HTTP Header Analyzer

What HTTP headers are and why they affect SEO and security

Every HTTP response includes a set of headers before the page content arrives. They tell the browser (and crawlers) how to handle caching, whether connections must be encrypted, which scripts may run, and whether the page can be embedded in a frame. Most developers set them once and forget them — they're invisible to users but fully visible to crawlers and security scanners.

The headers most relevant to SEO are X-Robots-Tag (the HTTP equivalent of the robots meta tag, useful for PDFs and non-HTML files), Cache-Control (correct caching speeds pages up, feeding Core Web Vitals), and the Location header on redirects. The key security headers are Strict-Transport-Security (HSTS), Content-Security-Policy, X-Frame-Options, X-Content-Type-Options, and Referrer-Policy.

Build a policy with the CSP Header Builder, and run the whole page through the SEO Analyzer to see security headers graded alongside meta tags, headings, and Core Web Vitals in one report.

How to use this tool

1. Enter the full URL you want to inspect (include https://).
2. The tool fetches the headers via a proxy and displays every response header with its value.
3. Review the security-header grades — each gets a pass, warning, or fail.
4. For any missing header, see the recommended value and add it in your server config, Cloudflare, or framework middleware.

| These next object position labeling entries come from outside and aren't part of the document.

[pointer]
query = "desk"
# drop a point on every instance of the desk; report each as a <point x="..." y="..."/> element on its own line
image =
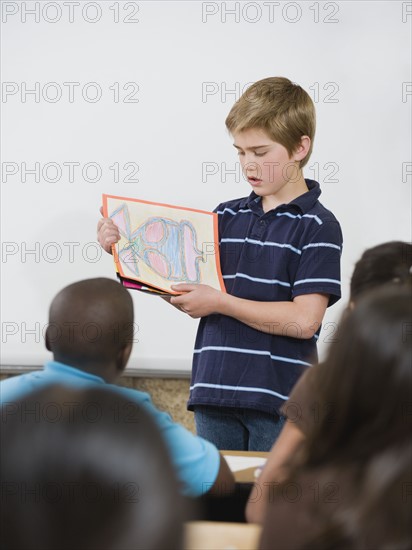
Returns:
<point x="231" y="508"/>
<point x="247" y="475"/>
<point x="210" y="535"/>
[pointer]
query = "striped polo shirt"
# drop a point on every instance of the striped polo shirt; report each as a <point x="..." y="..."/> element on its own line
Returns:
<point x="291" y="250"/>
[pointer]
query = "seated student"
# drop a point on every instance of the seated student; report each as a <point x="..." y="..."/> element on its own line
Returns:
<point x="90" y="334"/>
<point x="349" y="485"/>
<point x="86" y="469"/>
<point x="384" y="263"/>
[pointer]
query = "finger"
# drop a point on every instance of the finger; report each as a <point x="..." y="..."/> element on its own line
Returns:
<point x="183" y="287"/>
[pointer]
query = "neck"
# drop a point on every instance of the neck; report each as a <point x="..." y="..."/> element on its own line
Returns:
<point x="288" y="193"/>
<point x="107" y="371"/>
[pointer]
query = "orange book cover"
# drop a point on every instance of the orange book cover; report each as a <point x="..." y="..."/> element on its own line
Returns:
<point x="162" y="245"/>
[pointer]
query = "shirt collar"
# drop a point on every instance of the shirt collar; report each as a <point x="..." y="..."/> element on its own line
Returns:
<point x="61" y="368"/>
<point x="303" y="203"/>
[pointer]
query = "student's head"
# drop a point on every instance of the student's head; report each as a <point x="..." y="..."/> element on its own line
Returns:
<point x="280" y="110"/>
<point x="85" y="469"/>
<point x="91" y="327"/>
<point x="366" y="382"/>
<point x="389" y="262"/>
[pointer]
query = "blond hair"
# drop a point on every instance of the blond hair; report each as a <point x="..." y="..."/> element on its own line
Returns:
<point x="279" y="107"/>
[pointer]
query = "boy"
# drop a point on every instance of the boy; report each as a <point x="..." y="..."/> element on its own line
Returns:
<point x="280" y="257"/>
<point x="90" y="334"/>
<point x="90" y="470"/>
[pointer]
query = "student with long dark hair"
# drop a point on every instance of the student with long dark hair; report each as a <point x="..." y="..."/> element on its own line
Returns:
<point x="86" y="469"/>
<point x="349" y="484"/>
<point x="387" y="263"/>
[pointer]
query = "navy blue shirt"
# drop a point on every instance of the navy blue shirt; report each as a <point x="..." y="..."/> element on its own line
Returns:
<point x="291" y="250"/>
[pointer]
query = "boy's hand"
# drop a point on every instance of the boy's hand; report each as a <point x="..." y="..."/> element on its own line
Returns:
<point x="197" y="300"/>
<point x="107" y="233"/>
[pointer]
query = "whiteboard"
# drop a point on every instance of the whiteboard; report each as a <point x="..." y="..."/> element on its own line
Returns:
<point x="130" y="98"/>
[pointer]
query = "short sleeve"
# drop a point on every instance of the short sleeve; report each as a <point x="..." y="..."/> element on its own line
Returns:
<point x="319" y="266"/>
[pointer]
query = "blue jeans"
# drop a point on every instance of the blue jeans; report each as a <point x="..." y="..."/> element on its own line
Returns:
<point x="238" y="429"/>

How to fix common header issues

• Missing HSTS. Add Strict-Transport-Security: max-age=31536000; includeSubDomains. On Cloudflare it's a one-click toggle under SSL/TLS.
• Missing X-Frame-Options. Add X-Frame-Options: SAMEORIGIN (or DENY), or the modern Content-Security-Policy: frame-ancestors 'self'.
• Missing X-Content-Type-Options. Add X-Content-Type-Options: nosniff — a one-liner with zero downside.
• No CSP. The hardest to get right — start with Content-Security-Policy-Report-Only to audit violations before enforcing.

Frequently asked questions

Do HTTP security headers affect Google rankings?

Not directly as a ranking signal — but HTTPS (enforced by HSTS) is a confirmed ranking factor. Beyond that, security headers affect user trust, browser warnings, and vulnerability to attacks that could inject spam or get your site flagged by Safe Browsing, which causes significant ranking drops. So the effect is real but indirect.

What is HSTS and why does it matter?

HTTP Strict Transport Security tells browsers to always use HTTPS for your domain, even if someone types http:// or clicks an HTTP link, preventing downgrade attacks. The max-age directive (typically 31536000 = one year) controls how long the browser remembers the rule.

What is a Content Security Policy (CSP)?

A CSP header tells the browser which sources may load scripts, styles, images, and other resources — the primary defense against cross-site scripting (XSS). Building one means listing every legitimate source your page loads from; the CSP Header Builder helps generate it.

Why does this tool use a proxy to fetch headers?

Browser security (CORS) prevents JavaScript from reading response headers from another domain directly. The proxy fetches the URL server-side, where CORS doesn't apply, then returns the headers. Your URL isn't stored — the proxy is purely a passthrough.

How do I add security headers on Cloudflare Pages?

Add them in a _headers file in your project's public root. Each header goes on its own line under the URL pattern it applies to — for example "/*" followed by "Strict-Transport-Security: max-age=31536000; includeSubDomains" applies HSTS to every page. Cloudflare Pages deploys _headers automatically.